Fifteen minutes earlier he’d returned to the crease after tea seeking to continue the dominance he’d played a primary role in generating during an excellent partnership for the third wicket with Hashim Amla.
De Kock had been promoted to no.4 in the order, a position many feel his talents deserve. Keeping however is a physically and mentally demanding job, and allowing De Kock the extra time to rest before batting is important. Also, his contributions at no.7 had been instrumental in the success the side has had in the last year.
South Africa’s batting has been fragile though, the indecision about the opening combination has put extra pressure on Amla, and the ripple effect of that has been felt throughout the order, with the exception of De Kock, who kept rescuing them.

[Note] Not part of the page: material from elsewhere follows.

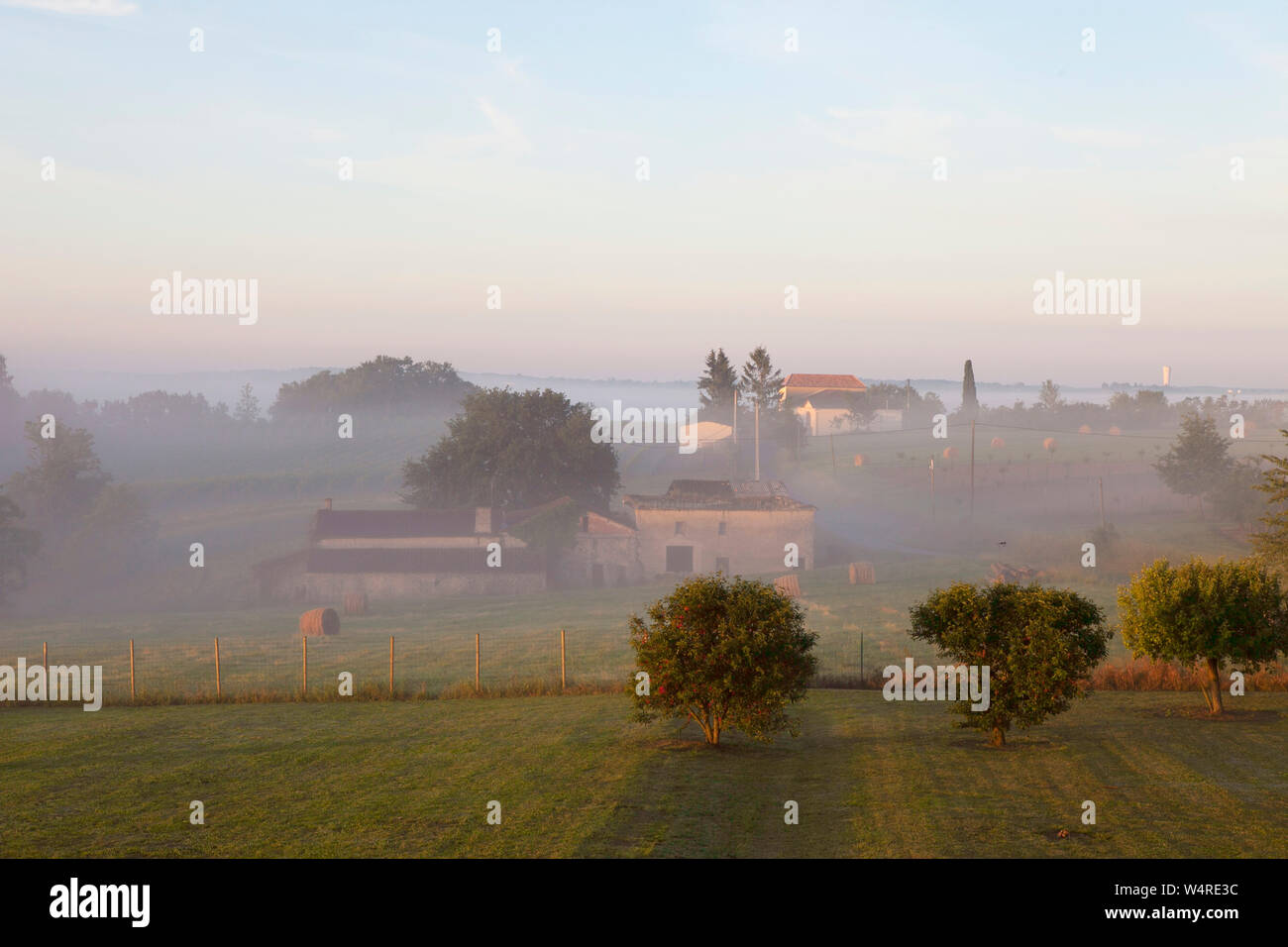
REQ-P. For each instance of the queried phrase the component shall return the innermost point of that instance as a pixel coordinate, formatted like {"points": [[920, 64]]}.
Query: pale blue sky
{"points": [[767, 169]]}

Here though, he was given the job in the primary position in the order and he played superbly, performing in just the manner his captain would have wanted. South Africa had started reasonably well, surviving a difficult morning session under dark clouds against a swinging ball.
James Anderson and Amla had an engaging battle after lunch, Anderson beating the bat a few times but Amla also taking advantage against the rare scoring opportunities he was offered.

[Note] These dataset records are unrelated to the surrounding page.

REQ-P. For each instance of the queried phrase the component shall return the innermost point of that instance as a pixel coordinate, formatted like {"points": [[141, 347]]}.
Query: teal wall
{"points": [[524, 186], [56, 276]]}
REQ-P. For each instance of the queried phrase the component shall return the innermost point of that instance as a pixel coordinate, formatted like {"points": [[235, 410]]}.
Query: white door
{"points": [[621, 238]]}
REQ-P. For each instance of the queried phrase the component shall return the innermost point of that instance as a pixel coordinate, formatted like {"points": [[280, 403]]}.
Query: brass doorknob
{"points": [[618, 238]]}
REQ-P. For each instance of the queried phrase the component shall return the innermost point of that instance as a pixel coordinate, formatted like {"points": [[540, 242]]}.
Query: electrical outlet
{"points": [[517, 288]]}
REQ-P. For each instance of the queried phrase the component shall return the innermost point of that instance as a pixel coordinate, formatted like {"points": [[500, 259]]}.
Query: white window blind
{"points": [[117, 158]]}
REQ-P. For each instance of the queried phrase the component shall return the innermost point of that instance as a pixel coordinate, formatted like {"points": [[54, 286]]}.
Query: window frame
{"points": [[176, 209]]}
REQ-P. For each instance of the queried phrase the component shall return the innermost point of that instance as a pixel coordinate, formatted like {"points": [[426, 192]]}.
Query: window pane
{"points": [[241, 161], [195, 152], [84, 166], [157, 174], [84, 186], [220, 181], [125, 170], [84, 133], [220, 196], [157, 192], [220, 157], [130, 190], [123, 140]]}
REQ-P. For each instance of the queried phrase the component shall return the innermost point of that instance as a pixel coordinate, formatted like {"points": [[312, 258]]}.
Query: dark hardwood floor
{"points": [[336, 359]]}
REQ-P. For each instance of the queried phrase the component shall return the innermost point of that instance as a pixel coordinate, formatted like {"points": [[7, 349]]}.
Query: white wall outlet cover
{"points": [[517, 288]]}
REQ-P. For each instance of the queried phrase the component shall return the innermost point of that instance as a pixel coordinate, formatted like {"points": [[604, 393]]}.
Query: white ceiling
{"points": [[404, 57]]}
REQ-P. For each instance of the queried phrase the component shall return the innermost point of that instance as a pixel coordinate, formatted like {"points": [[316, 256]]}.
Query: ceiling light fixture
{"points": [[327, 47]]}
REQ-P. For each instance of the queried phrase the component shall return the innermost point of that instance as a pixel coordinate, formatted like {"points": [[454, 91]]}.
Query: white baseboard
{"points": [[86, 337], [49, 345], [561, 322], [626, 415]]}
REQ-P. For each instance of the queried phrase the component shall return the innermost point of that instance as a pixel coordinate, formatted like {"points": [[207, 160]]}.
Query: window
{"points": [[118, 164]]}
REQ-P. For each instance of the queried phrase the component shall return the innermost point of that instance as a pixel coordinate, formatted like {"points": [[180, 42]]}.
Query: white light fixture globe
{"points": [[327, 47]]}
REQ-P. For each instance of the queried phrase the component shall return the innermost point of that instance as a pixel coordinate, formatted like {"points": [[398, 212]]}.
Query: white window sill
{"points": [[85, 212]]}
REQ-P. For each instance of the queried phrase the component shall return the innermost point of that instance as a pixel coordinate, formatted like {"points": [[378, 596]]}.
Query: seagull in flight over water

Heino Kuhn had fought bravely in scoring 34 - copping blows to the hand and head - but when he was out shortly after lunch, De Kock arrived and almost immediately pulled the initiative South Africa’s way.
He ran hard for singles and his natural ability to seek out the boundary forced the England captain Joe Root to adopt a more defensive outlook. Even as England packed the off-side and Root asked his bowlers to bowl wide of off-stump, De Kock still pierced the field.
The left-hander’s dominance, allowed Amla, who became the fourth South African to pass 8000 Test runs, to play in a more measured fashion. Still, when there were boundary opportunities on offer he took them, his driving off both the back and front foot was characteristically elegant.
South Africa had scored 123 runs in that middle session at better than four an over and were in a position to make Faf du Plessis’s apparently gutsy decision to bat first look an excellent one.
But De Kock gave it away the first ball after tea, with an ill-disciplined half-hearted attempt at a deflection to a "nothing" ball from Stuart Broad, gifting Alastair Cook a simple slip catch.
De Kock was stunned by his error, the look of a kid who’d let his mum down, crossed his face as he dragged himself to the dressing room and then took up that seat and stared so hard at the screen trying to figure how and what he’d done.
As that was happening, Amla - who’d been fortunate on three previous occasions when hooking with the ball falling short of fielders - took on the same shot but this time deposited the ball safely into Mark Wood’s hands at deep backward square leg. He too wore a look of crushing disappointment at the error he’d committed.
Temba Bavuma played a nothing shot to be dismissed for 20 and all the good work of the afternoon seemed like it was being undone as South Africa lost 3/41 in 11 overs.
Having dropped a frontline batsman in Theunis de Bruyn, Vernon Philander found himself promoted to no.7 and the extra batting responsibility seemed to sit well with him, as he sought to regain the initiative for the tourists.
In Chris Morris, De Bruyn’s replacement, he found a partner willing to forego his normally attacking game and together the pair shared a vital seventh wicket stand of 74 that saw the Proteas past 300.
Broad and Anderson were superb in the first session and then after lunch, but for the most part England didn’t make good enough use of conditions by bowling too short. Broad finished with three wickets, while Ben Stokes picked up two and Anderson one.